Many others added that the group’s complex corporate structure with several subsidiaries and group entities could be challenging to grasp for a multinational company. Further, cash dealings are commonplace in the sector.

Deutsche Bank is involved in the transaction along with law firm Khaitan & Company. EY and Control Risk too are believed to be involved in diligence.

In the past, the Delhi division — the biggest of the three — and the Nagpur arm have together flirted with private equity funds to raise capital, but never actually inked a deal.

Marquee PE players such as Capital International, General Atlantic, TA Associates and Everstone had held extensive negotiations with the family even till 2016-17. Prior to that, PepsiCo’s Indra Nooyi had courted the Agarwals seeking a buyout, but the family had rebuffed the offers.

BREAKFAST OF CHAMPIONS
Kellogg’s $13-billion parent has been pushing inorganic growth, especially in emerging markets, to take its portfolio beyond breakfast to overall snacks. In 2012, Kellogg became the world’s second-largest snack food company after PepsiCo by acquiring the potato crisps brand Pringles from Procter & Gamble for $2.7 billion in a cash deal.

Over the past few years, the wholly owned subsidiary of Kellogg’s in India has done well and managed to achieve profitable growth. It reported sales of Rs 834.7 crore and net profit of Rs 64.52 crore for the year ended March 31, 2017. Its sales have grown 16% and EBITDA by 30% CAGR over the past five years.

India contributes 10% to Kellogg’s Asia-Pacific revenue and leads the Indian breakfast space with an estimated share of over 60%. However, deep-pocketed rivals like Nestle, PepsiCo, Britannia and MTR are looking to challenge that.

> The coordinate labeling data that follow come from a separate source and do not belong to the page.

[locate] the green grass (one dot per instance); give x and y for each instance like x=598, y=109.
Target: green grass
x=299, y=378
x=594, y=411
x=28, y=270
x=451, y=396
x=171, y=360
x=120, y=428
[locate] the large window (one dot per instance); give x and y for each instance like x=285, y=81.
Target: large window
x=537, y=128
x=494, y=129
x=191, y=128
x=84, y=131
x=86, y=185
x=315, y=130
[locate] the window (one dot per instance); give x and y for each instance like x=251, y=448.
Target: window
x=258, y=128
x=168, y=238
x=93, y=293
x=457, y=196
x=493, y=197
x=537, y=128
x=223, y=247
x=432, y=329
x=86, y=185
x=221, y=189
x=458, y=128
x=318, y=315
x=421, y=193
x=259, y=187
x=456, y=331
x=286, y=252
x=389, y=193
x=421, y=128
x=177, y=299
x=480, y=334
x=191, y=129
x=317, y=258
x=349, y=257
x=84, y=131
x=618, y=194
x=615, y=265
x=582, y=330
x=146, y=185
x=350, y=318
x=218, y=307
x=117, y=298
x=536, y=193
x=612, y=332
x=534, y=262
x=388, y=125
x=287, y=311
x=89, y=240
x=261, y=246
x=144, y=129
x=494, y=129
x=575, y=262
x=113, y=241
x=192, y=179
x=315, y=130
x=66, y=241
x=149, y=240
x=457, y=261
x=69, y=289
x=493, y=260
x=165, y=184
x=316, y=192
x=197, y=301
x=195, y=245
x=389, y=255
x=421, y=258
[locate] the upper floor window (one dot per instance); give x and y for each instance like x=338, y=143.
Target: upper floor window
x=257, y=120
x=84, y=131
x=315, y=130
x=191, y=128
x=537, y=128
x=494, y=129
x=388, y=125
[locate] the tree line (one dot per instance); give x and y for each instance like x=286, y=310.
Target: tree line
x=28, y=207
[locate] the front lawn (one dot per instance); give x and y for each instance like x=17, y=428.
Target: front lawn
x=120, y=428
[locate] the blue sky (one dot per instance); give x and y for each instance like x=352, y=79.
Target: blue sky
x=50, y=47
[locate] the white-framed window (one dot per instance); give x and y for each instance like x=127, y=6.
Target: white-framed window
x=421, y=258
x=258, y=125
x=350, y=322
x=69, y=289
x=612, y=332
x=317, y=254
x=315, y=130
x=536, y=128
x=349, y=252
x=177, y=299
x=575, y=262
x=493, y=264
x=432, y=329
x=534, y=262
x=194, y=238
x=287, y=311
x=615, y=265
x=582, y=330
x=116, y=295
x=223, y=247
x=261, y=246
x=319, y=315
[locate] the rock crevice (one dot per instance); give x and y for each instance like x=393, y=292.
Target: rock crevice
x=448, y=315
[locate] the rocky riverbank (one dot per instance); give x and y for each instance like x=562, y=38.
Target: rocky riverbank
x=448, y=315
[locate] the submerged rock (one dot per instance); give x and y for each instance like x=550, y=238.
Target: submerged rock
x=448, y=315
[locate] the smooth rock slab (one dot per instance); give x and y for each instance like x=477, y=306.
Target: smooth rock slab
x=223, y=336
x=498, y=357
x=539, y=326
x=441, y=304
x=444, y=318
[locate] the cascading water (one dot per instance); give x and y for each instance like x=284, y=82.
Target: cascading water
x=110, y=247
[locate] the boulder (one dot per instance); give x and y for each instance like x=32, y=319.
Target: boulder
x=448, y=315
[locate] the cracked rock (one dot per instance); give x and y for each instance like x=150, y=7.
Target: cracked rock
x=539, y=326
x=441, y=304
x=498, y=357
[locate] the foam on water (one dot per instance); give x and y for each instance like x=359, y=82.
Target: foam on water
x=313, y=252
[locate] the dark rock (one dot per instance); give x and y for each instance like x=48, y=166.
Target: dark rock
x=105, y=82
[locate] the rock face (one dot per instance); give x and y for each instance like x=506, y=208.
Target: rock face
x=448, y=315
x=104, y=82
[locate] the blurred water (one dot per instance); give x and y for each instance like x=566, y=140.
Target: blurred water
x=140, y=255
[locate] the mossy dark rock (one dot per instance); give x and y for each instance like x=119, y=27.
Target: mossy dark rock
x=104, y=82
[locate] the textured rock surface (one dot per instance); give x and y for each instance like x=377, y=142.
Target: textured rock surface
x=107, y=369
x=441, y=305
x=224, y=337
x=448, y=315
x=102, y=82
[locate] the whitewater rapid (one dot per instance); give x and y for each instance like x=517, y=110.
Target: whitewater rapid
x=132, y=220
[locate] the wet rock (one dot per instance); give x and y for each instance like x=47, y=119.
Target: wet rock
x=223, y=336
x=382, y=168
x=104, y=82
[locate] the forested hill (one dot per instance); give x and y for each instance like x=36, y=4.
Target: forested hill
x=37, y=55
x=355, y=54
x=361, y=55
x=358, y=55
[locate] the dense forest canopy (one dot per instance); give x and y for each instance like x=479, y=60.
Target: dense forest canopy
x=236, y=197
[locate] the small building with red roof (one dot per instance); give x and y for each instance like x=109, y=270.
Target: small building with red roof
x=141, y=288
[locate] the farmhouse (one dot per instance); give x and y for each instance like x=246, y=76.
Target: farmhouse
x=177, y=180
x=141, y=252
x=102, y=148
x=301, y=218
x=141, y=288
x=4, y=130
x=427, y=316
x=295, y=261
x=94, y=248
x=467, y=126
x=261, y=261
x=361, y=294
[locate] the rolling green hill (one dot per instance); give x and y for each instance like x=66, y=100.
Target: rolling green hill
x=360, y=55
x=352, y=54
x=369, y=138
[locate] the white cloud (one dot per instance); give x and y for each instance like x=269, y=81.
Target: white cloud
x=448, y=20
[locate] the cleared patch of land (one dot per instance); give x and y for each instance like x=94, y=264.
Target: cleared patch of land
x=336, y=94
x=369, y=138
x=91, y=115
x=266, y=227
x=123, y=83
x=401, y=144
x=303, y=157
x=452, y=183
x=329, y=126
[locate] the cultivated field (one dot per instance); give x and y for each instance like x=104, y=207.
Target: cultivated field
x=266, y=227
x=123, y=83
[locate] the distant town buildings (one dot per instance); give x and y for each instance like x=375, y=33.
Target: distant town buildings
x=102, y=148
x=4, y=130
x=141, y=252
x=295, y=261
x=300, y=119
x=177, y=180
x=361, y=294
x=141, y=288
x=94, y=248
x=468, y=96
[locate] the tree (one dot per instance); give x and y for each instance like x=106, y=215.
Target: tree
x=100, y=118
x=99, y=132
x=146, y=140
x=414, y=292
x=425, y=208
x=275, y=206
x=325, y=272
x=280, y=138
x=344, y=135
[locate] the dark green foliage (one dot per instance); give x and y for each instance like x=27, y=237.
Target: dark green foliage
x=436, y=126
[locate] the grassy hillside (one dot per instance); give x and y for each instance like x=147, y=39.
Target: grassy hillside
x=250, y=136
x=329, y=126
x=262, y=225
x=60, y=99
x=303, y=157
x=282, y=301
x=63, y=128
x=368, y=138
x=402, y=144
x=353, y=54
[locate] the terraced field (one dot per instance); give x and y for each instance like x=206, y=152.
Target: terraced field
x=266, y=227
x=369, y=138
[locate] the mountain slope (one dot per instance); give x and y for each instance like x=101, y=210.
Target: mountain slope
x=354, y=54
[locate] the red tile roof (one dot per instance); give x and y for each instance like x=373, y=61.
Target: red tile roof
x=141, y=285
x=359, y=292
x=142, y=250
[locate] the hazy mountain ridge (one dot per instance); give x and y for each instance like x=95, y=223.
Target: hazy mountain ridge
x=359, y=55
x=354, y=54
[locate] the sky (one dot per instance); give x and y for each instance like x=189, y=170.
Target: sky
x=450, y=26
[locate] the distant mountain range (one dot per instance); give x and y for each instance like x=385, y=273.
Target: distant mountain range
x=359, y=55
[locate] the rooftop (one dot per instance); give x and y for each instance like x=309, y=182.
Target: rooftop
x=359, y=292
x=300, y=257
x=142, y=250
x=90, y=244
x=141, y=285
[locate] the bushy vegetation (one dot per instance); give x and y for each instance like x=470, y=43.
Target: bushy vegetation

To chase growth, Kellogg’s new managing director in India Mohit Anand, a former Unilever hand, has been pushing localisation and on-the-go consumption, penetrating small towns and markets with smaller packs of cereal at price points of Rs 5 and Rs 10, and looking to broadbase distribution. The company was also pursuing the Horlicks deal last year for its first M&A in India.